This follows sales trends in the first four months that have fallen short of our previous forecasts of a 5%-10% sales value decline, and also reflects the more prominent downward pressure in new home prices.

The new home ASP had been stable relative to GFA in previous years, with changes of +4%, -2%, and +6% in 2021, 2022 and 2023, respectively, due partially to a sales mix shift toward higher-tier cities where home prices are on average more expensive.

Fitch’s previous expectation was that the sales mix shift towards higher-tier cities would continue to balance out price tensions in smaller cities this year, but recent trends indicate a more intense decline in prices than previously forecast, especially as ASP in higher-tier cities also begin to see greater downward pressure.

This has prompted us to revise our forecasts to a 5% decline in ASP in 2024, factoring in the 4M24 pricing trend and potential policy impacts.

The recent relaxation of purchase restrictions in some higher-tier cities and the latest policy package from the central bank could help to stabilize sales in these regions to an extent, while the impact on the lower-tier cities is likely to be much more limited.

Fitch believes the shift in sales mix will continue, as seen in the first quarter with a 46% YoY sales drop in tier-3 cities compared with the approximate 37% decline in both tier-1 and tier-2 cities.

Our updated forecasts estimate a range of 800 million to 850 million sq m of GFA to be sold in 2024, adjusted down from the previous projection of 850-900 million.

The lower bound at 800 million is based on a 5% decline to the 2H23 monthly run rates, implying a run rate of 68 million sq m between May and December 2024.

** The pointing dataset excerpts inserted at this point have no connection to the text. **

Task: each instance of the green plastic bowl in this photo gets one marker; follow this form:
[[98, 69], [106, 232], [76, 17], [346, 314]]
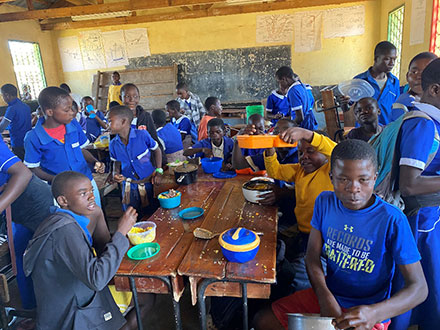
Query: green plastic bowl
[[143, 251]]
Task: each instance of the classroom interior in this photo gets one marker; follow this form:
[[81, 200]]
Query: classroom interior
[[200, 30]]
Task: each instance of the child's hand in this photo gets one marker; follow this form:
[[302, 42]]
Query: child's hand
[[359, 317], [127, 220], [99, 167]]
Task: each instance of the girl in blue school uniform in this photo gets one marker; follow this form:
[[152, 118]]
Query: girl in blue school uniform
[[419, 141], [299, 96]]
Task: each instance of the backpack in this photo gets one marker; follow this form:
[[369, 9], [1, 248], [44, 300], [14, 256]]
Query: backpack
[[387, 152]]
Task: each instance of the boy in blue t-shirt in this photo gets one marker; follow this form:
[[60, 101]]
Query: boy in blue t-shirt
[[131, 151], [94, 121], [18, 117], [362, 238], [169, 136], [300, 98], [216, 145]]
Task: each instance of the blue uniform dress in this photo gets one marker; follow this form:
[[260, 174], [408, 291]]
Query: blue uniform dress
[[301, 99], [277, 103], [415, 144], [385, 98], [362, 248], [135, 158]]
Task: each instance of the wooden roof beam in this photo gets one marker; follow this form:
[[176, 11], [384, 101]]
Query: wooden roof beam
[[214, 11], [100, 8]]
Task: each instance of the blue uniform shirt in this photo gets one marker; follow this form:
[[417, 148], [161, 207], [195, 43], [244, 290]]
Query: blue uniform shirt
[[135, 156], [362, 248], [7, 159], [277, 103], [387, 97], [19, 115], [301, 99], [52, 155], [172, 140]]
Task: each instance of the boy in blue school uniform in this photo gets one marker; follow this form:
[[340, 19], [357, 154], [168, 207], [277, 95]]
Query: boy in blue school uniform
[[18, 117], [300, 98], [216, 145], [385, 84], [131, 151], [169, 136], [95, 125], [363, 238], [56, 143], [418, 142]]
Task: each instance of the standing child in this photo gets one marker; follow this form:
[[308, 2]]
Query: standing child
[[300, 99], [214, 108], [362, 238], [131, 150], [379, 76], [169, 136], [17, 117]]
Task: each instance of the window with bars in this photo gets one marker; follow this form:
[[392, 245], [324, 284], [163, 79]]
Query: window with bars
[[395, 33], [28, 68], [435, 29]]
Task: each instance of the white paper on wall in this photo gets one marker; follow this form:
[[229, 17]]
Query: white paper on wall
[[137, 42], [91, 50], [274, 28], [418, 16], [114, 48], [344, 22], [70, 54], [308, 31]]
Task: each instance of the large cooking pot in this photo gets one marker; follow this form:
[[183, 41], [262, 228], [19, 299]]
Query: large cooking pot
[[186, 174]]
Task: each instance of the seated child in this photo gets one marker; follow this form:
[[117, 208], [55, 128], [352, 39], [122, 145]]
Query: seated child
[[366, 111], [169, 136], [216, 145], [362, 238], [70, 281], [94, 121], [56, 143], [414, 77], [131, 151], [181, 122], [214, 110]]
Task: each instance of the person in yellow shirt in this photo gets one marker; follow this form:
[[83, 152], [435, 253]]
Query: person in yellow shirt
[[114, 90], [311, 177]]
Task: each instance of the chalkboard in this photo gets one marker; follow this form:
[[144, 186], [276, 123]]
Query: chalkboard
[[243, 74]]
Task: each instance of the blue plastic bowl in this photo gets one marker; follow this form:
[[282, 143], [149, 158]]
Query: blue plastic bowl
[[212, 165], [170, 203]]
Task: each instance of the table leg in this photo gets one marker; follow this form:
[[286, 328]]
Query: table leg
[[136, 302]]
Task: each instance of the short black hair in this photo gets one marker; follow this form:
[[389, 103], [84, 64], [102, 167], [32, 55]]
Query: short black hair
[[422, 56], [50, 97], [182, 85], [121, 111], [66, 87], [63, 180], [431, 74], [9, 89], [217, 122], [174, 105], [127, 86], [383, 48], [212, 100], [159, 117], [353, 150]]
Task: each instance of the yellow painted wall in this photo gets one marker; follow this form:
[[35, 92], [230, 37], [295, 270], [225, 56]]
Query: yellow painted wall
[[26, 31], [338, 60], [408, 52]]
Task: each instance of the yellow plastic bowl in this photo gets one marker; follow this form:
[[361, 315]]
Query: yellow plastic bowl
[[142, 232]]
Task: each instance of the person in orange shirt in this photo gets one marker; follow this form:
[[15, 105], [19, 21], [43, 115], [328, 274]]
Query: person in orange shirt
[[214, 110]]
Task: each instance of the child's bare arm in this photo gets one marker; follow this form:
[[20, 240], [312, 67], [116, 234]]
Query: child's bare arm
[[364, 317], [327, 301]]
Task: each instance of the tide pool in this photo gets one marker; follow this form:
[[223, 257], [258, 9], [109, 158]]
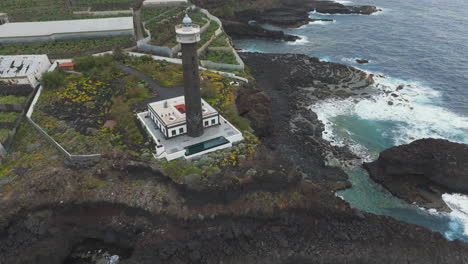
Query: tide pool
[[417, 51]]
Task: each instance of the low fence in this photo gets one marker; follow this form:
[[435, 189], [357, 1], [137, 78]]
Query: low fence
[[103, 13], [216, 65], [5, 146], [163, 3], [65, 153], [11, 107]]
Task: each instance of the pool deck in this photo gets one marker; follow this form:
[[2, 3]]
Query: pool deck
[[174, 148]]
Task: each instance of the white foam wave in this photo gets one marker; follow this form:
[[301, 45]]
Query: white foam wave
[[351, 60], [303, 40], [322, 23], [459, 205], [411, 111]]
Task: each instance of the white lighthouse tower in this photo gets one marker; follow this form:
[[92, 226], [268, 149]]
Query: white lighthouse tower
[[188, 35]]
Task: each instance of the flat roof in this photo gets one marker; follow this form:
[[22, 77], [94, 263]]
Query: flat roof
[[168, 111], [18, 66], [47, 28], [162, 2]]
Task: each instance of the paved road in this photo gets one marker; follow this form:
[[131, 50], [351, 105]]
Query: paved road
[[162, 92]]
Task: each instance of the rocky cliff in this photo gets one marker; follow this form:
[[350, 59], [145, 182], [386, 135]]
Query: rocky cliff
[[423, 170], [238, 15]]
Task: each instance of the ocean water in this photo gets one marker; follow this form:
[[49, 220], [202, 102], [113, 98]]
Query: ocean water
[[421, 46]]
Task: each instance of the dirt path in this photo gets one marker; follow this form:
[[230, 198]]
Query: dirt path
[[162, 92]]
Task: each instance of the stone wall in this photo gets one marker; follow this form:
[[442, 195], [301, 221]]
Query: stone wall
[[62, 150]]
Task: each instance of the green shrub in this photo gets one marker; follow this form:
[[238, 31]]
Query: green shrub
[[89, 62], [226, 57], [11, 99], [8, 116], [4, 134], [241, 123], [53, 80]]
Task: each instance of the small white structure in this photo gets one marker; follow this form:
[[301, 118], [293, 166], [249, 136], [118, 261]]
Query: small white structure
[[164, 3], [3, 18], [66, 29], [169, 116], [23, 69], [165, 122]]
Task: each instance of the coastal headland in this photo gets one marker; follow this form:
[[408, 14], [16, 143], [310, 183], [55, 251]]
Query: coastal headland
[[276, 204], [282, 211]]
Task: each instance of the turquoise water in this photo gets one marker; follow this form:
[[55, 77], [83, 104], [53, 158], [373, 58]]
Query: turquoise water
[[421, 45], [371, 197]]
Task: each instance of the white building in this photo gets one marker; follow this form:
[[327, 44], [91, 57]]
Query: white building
[[166, 124], [23, 69], [66, 29], [169, 116], [3, 18]]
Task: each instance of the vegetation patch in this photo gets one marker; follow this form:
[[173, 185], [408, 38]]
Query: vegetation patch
[[8, 116], [29, 150], [218, 91], [208, 33], [220, 42], [4, 133], [226, 57], [151, 14], [93, 112], [166, 74], [66, 47]]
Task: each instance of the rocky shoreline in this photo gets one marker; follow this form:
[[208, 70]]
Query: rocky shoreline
[[285, 13], [286, 213], [420, 172]]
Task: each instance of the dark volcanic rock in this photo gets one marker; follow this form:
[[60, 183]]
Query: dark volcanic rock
[[421, 171], [256, 106], [244, 30], [294, 82], [237, 15], [362, 61]]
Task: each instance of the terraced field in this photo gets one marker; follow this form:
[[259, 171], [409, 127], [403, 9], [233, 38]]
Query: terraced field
[[67, 48], [99, 5], [43, 10], [35, 10]]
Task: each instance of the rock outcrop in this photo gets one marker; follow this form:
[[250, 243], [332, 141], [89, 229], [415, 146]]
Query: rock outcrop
[[421, 171], [294, 82], [238, 15]]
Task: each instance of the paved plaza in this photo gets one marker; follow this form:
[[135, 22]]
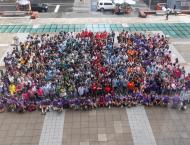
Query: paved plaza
[[115, 126]]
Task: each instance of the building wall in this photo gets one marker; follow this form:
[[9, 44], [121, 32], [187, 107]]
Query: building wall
[[180, 4]]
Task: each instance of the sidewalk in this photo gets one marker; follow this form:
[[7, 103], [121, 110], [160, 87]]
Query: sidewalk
[[82, 5], [90, 19]]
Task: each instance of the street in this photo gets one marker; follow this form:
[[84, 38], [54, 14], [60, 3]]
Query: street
[[55, 6]]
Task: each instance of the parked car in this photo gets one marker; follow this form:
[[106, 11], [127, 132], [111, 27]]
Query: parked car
[[39, 7], [103, 5]]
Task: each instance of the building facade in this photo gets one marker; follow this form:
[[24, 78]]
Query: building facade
[[180, 4]]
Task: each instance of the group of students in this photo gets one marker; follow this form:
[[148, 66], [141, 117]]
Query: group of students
[[90, 70]]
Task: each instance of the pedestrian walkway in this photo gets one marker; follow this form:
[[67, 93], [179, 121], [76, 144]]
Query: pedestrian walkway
[[175, 30], [52, 130], [140, 126]]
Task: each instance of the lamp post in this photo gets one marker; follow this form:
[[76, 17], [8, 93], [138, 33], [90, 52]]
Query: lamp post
[[149, 4]]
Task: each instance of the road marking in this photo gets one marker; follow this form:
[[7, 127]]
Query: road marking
[[52, 130], [181, 42], [56, 8], [4, 45], [35, 26], [140, 126]]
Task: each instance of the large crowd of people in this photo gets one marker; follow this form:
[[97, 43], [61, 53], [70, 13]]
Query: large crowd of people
[[88, 70]]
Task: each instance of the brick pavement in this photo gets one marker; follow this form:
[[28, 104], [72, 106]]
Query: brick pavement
[[20, 129]]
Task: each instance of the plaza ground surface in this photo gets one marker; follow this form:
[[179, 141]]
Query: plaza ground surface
[[115, 126]]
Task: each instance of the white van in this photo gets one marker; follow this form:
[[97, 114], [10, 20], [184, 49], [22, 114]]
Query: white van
[[105, 5]]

This reflects our expectation that the latest policy aid for the housing market will help to ease some downward pressure seen in 4M24. Sales in 4M24 fell 31% from a year ago.

Meanwhile, signs of stabilization in the secondary home market - observed in the first couple of months in 2024 - have diminished, with asking prices maintaining a downward trajectory, reflecting a dampening trend in homebuyer sentiment.

Fitch believes the significant unsold housing stock in many cities, which is constraining developers’ liquidity, is also weighing on homebuyers’ confidence.

The government has stepped up its efforts to reduce the inventory of unsold homes, but the scale of measures announced so far may only be capable of absorbing a fraction of the total stock.

The agency’s long-term housing outlook forecasts an average housing demand of 800 million sq m, consistent with the lower bound of our expectations for this year wherein private housing may supply only 600 million of these.

The remaining 200 million sq m gap may be addressed by public rental housing and existing housing stocks, as some local state-owned enterprises are purchasing unsold residential properties - as part of the government efforts to reduce unsold housing stock - to convert them for this purpose.

The 800 million sq m of annual sales is significantly lower than in previous years, suggesting the trend of sector consolidation may not abate for some time.